Casos de cancro no Alentejo aumentam mais de 5% por ano

oncologia-300x200Só no ano passado, em todo o mundo, registaram-se 18 milhões de novos casos de cancro, de acordo com dados da Organização Mundial da Saúde (OMS). Em Portugal, é a segunda causa de morte e a sua incidência aumenta, em média, cerca de três por centro por ano.

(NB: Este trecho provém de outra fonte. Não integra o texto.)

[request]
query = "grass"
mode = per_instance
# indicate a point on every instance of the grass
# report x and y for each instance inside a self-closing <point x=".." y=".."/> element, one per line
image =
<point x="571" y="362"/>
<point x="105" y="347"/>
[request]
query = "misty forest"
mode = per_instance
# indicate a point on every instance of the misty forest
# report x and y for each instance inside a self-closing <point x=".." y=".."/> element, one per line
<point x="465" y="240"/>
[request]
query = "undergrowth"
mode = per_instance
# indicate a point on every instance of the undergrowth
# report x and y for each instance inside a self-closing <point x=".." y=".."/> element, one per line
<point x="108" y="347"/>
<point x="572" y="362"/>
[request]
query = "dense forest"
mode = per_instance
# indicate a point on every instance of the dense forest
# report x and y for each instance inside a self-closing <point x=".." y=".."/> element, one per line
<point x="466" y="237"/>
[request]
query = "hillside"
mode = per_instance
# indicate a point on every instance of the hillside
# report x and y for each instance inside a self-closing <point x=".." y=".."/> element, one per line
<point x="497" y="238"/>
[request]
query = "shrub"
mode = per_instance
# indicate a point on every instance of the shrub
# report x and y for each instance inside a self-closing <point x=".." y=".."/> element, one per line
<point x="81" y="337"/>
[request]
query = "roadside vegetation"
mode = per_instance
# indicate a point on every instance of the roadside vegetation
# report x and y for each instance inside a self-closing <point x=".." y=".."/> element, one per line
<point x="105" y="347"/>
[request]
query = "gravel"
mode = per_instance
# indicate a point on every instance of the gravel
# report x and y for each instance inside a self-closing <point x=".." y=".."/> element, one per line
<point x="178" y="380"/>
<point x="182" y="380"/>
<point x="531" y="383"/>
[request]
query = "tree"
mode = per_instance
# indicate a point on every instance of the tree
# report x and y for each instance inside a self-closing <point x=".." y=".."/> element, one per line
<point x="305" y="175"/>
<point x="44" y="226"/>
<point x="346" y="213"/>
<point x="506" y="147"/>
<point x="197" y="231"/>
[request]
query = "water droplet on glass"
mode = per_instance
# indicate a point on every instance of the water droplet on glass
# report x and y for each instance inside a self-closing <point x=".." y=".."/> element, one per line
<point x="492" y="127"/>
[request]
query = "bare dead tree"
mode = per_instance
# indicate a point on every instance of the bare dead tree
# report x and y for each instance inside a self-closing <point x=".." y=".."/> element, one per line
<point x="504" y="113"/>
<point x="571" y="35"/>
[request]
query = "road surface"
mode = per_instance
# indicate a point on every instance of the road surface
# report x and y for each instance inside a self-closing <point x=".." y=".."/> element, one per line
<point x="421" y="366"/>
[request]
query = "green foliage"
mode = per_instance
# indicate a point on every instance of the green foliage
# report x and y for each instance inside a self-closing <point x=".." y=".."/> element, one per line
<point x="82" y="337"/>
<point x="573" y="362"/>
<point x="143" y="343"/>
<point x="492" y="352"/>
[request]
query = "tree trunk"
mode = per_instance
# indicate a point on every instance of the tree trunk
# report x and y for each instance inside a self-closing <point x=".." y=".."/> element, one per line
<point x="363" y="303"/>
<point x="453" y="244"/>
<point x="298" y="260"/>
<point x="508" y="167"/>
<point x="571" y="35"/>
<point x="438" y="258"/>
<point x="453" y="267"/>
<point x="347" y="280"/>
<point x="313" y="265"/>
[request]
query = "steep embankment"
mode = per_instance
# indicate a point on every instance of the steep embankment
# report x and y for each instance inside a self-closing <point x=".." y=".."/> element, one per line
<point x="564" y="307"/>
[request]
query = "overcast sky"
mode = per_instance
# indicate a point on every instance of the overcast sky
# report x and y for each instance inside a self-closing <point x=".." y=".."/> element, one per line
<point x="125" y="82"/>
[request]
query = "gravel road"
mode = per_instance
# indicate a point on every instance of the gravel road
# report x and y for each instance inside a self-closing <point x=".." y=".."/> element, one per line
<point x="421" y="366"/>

Rui Dinis, médico diretor do Serviço de Oncologia do Hospital do Espírito Santo, em Évora, revela que, só neste serviço, que abrange toda a região Alentejo, regista-se uma média de novos casos entre cinco a dez por cento, anualmente. Com isso, também o número de consultas tem conhecido um aumento.

A verdade é que, apesar do crescimento do número de novos casos, todos os anos, a esperança média de vida dos doentes oncológicos também tem conhecido um aumento. “A esperança média de vida está a aumentar para quase todas as patologias oncológicas. Por exemplo, o cancro do intestino metastizado tinha uma esperança de vida, há 15 anos, de cerca de seis meses. Neste momento, temos médias superiores a dois, três anos”, revela Rui Dinis.

Os cancros mais comuns são o do pulmão e da mama, seguidos pelo do cólon e o da próstata.

Contudo, a doença pode atingir qualquer órgão, sendo que o cancro de fígado, pâncreas e ovário, por exemplo, são quase sempre mortais. Nestes casos, a expectativa de vida não costuma ultrapassar os cinco anos, sendo que alguns não permitem o paciente viver muito mais do que seis meses.